All three of these children of Jacob and Serena (Martha, Isabelle & Andrew) were born in the famous Norwegian-American Fox River Settlement in Illinois.

All of the above are ancestors of Keith's father, Harry St. Clare WHEELER.  Keith's mother, Doris Marjorie BIRCH, also came from early settlers to the north part of the Sacramento Valley.  In 1863 (some family material indicates 1861), Mayflower descendant William Henry CUSHMAN, Keith's great grandfather who was from Massachusetts, married Connecticut resident, Harriet Stratton ROBINSON.  Immediately after their marriage, this couple sailed for California, crossing the Isthmus at Panama and docking at San Francisco.  They then journeyed up the Sacramento Valley to the Chrome area, west of Orland, where they settled and ranched near where William's older brother, Lysander Valentine CUSHMAN, had settled previously.  Lysander reportedly came to California in 1853 and worked his trade as a blacksmith in San Francisco and the Sierra gold country before settling in Newville 1858 where he started a blacksmith's shop.  He later had a large ranch southeast of Newville.
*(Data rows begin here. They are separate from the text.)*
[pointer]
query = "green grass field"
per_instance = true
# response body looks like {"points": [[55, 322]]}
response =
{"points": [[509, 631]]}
William and Harriet Cushman's eldest child, May Evelyn CUSHMAN, Keith's maternal grandmother who was born at Chrome, would come to marry John Wesley BIRCH, Keith's maternal grandfather who was born in Illinois.  As a young child, John Wesley came to California in 1871 with his parents, John Allen BIRCH and Eliza Ann ROSS/BIRCH.  John Allen had been born in Ohio, and Eliza was born in West Virginia.  They came west with John Allen's brother, Theodore Benton BIRCH.  These two families came to California via Central Pacific & Union Railroad which was called "a real emigrant's train."  John Wesley and Eliza settled first in Germantown (now Artois in Glenn County).  They later moved to Orland where they helped establish the Orland Methodist Church.  They later moved to Chico in Butte County.  Their son, John Wesley Birch, and his wife, May Evelyn, would settle in Orland and become well known in that community as local druggists.  John Wesley was also an optician and May had been a nurse before becoming, like her husband, one of the first certified pharmacy graduates ("PhG") in California.